# Pre-Process London Crime datasets (Street, Outcome and London-Boroughs)
Street dataset pre-process before sending to Datawarehouse
1. London Crime Street Dataset
2. London Crime Outcome Dataset
***

## Common activities
### Import libraries 

In [1]:
# import all the libraries that require for project
import pandas as pd
import numpy as np
import matplotlib
import matplotlib.pyplot as plt
import os

### Declare globals

In [2]:
# define paths
INPUT_PATH = "C://SHU/ADMP/Assessment_02/londoncrimedw_project/input_csv/"
OUTPUT_PATH = "C://SHU/ADMP/Assessment_02/londoncrimedw_project/output_csv/"

# create variables to store the datasets name you want to use
STREET_FILENAME = "street_london.csv"
OUTCOME_FILENAME = "outcome_london.csv"
BOROUGH_FILENAME = "london-boroughs-data.csv"

### Declare and define functions 

In [3]:
class FILESIZE:
    SMALL = 1
    LARGE = 2
    
def read_csv_file(fileType, fileName):
    if (fileType == FILESIZE.SMALL):
        df_ret = pd.read_csv(fileName)
    else:
        # read the large csv file with specified chunksize of 10 million records
        df_chunk = pd.read_csv(fileName, chunksize=1000000)

        # append each chunk df here
        chunk_list = []   

        # each chunk is in df format
        for chunk in df_chunk:    
            # once the data filtering is done, append the chunk to list
            chunk_list.append(chunk)

        # concat the list into dataframe 
        df_ret = pd.concat(chunk_list)
        
    return df_ret

### Read CSV files and store them in respective data frames

In [4]:
# set a working directory to the location where input dataset csv file exist
os.chdir(INPUT_PATH)

# load dataframe with street data from CSV file 
street_df = read_csv_file(FILESIZE.LARGE, STREET_FILENAME)

# load dataframe with outcome data from CSV file 
outcome_df = read_csv_file(FILESIZE.LARGE, OUTCOME_FILENAME)

# store london borough data into dataframe
london_borough_df = read_csv_file(FILESIZE.SMALL, BOROUGH_FILENAME)

## Start Pre-Processing for London Crime Street Dataset

### Handle NULL/Missing Values

In [5]:
# 01. Crime_ID: Remove null records from the street data frame.
street_df = street_df[street_df.Crime_ID.isnull() == False]

# 02. Longitude, Latitude: Fill missing values with 0
street_df.Longitude.fillna(0, inplace=True)
street_df.Latitude.fillna(0, inplace=True)

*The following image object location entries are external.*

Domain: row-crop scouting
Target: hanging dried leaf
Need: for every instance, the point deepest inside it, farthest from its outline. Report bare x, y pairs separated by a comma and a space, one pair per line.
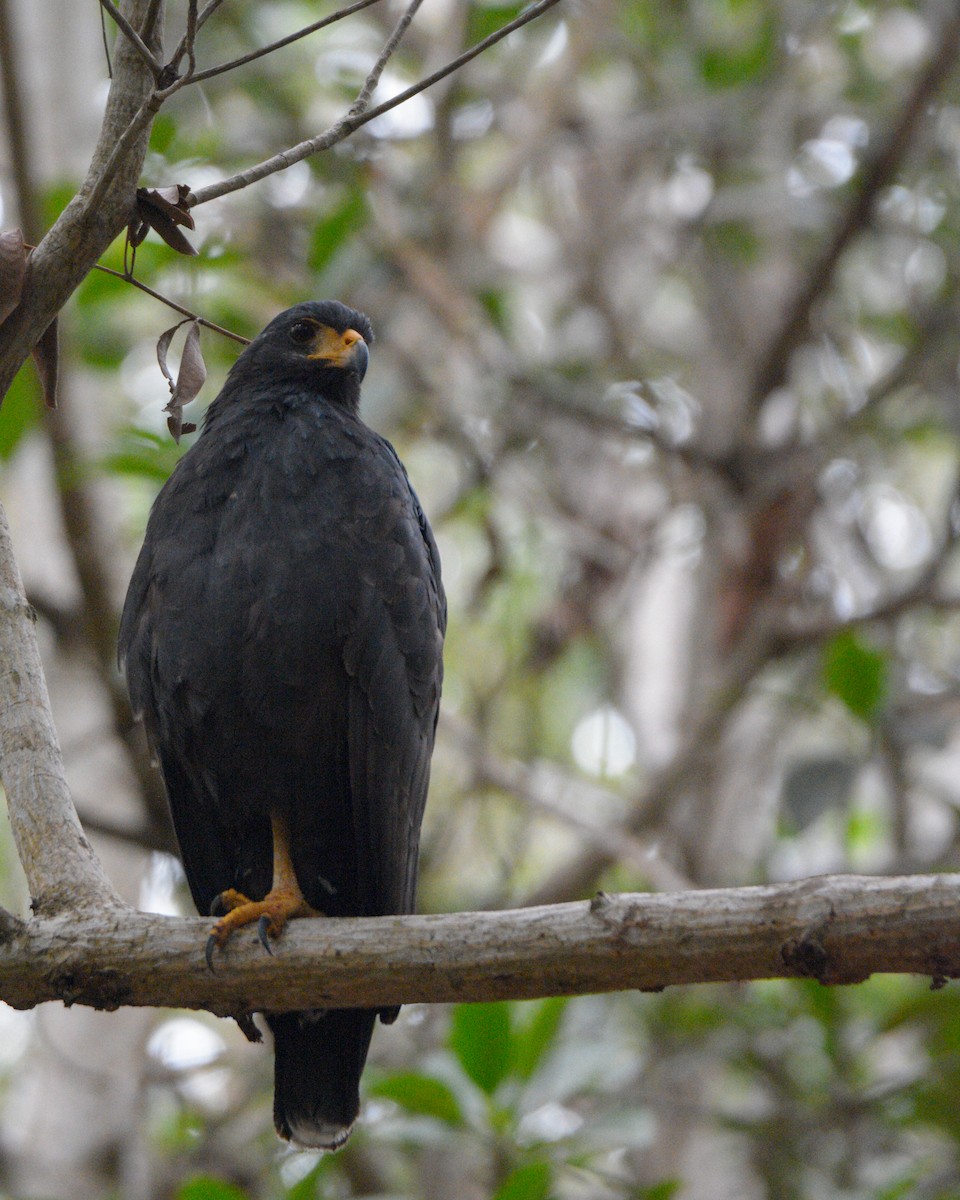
162, 209
47, 358
190, 378
12, 270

# 03. LSOA_code, LSOA_name: Fill missing values with 'Not Available' text
street_df.LSOA_code.fillna('Not Available', inplace=True)
street_df.LSOA_name.fillna('Not Available', inplace=True)

# 04. Last_outcome_category: Fill missing values with 'Not Available' text
street_df.Last_outcome_category.fillna('Not Available', inplace=True)

# 05. Context: Drop it as all fields are empty here. Hence, no significance
street_df = street_df.drop(['Context'], axis=1)

### Delete columns which are of not much significance
'Reported_by' column is not useful and hence drop it

In [6]:
# drop Reported_by column from the dataset 
street_df = street_df.drop(['Reported_by'], axis=1)

### Derive new column for Borough_name from LSOA_name

In [7]:
# remove last 5 characters from the LSOA_name (4 code and 1 space)
street_df['Borough_name'] = street_df.LSOA_name[(street_df.LSOA_name.isnull()==False)].str[:-5]

### Remove duplication for Crime_ID feature

In [8]:
# Remove all the duplicate records except first instance of it
street_df = street_df.drop_duplicates(subset='Crime_ID', keep='first')

### Split columns from one to two

Split Month column to two columns named, Year and Month.

In [9]:
# Check if the month column have any null value 
number_of_null_months = street_df.Month[street_df.Month.isnull() == True].size

#  Split  Month column to Year and Month only if their is no null value present inside Month
if(number_of_null_months == 0):
    # create Year column inside street dataframe and populate year data from the Month field
    street_df['Year'] = street_df['Month'].str[: 4]
    
    # update Month column with just a Month number
    street_df['Month'] = street_df['Month'].str[-2: ]    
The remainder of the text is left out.